CARTA A LOS DIOCESANOS CON MOTIVO DEL 75 ANIVERSARIO DE LA ACTUAL IMAGEN DEL STO. CRISTO DE LA LUZ
Carta a los diocesanos a propósito de los setenta y cinco años
de la imagen del Cristo de la Luz
Queridos diocesanos:
Se cumplen ahora, en esta fecha del 3 de mayo del año en curso los setenta y cinco años de aquel 3 de mayo de 1939, en que llegaba a Dalías la sagrada imagen del Santísimo Cristo de la Luz. Con este motivo ofrezco a todos los diocesanos unas reflexiones que ayuden a penetrar en el significado de esta efeméride religiosa, que tan hondo significado ha adquirido para cuantos con fe contemplan al Crucificado como revelación del amor y de la misericordia de Dios, y ponen en él su esperanza.

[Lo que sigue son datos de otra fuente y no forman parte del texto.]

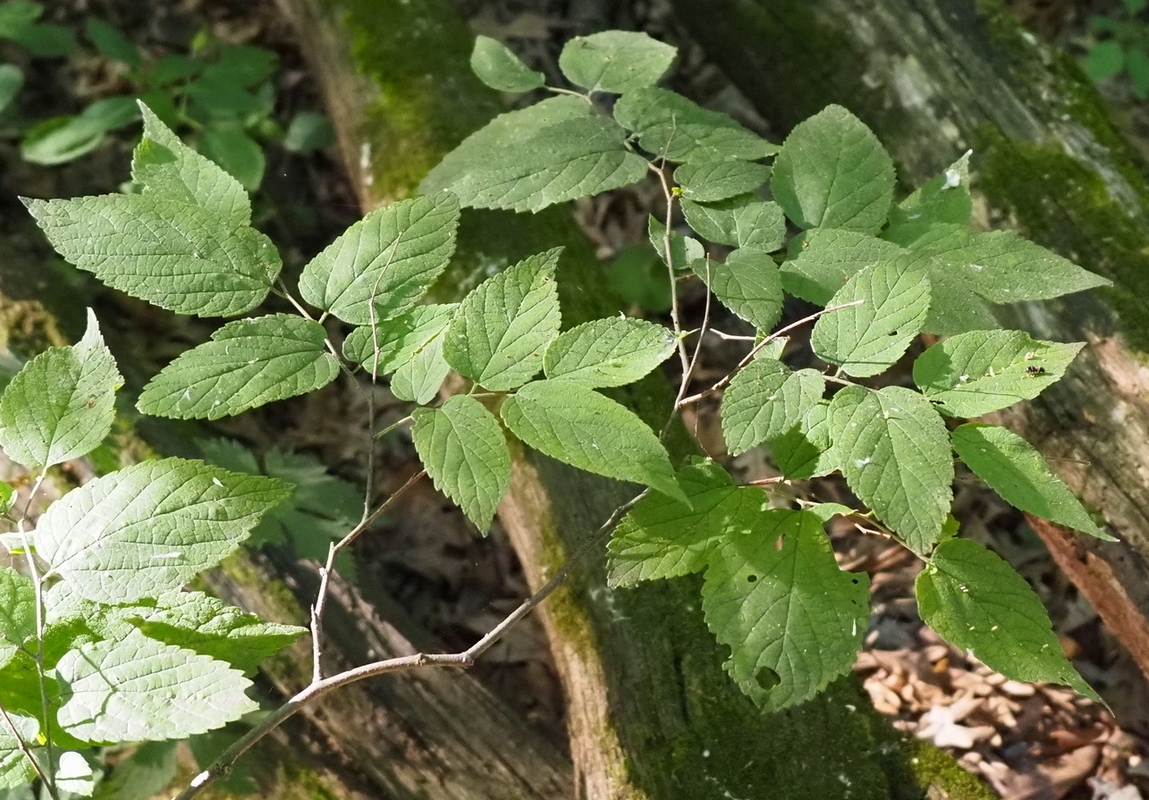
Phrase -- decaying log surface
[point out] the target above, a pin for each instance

Confieso que, cuando contemplé por vez primera el descenso del Cristo de la Luz desde la meseta del improvisado altar que, a notable altura, preside desde el presbiterio de la iglesia parroquial la asamblea de los fieles, me sentí conmovido ante la escena que evocaba en mí las palabras proféticas de Jesús sobre el misterio de su crucifixión: “Y cuando yo sea elevado sobre la tierra, atraeré a todos hacia mí” (Jn 12,32).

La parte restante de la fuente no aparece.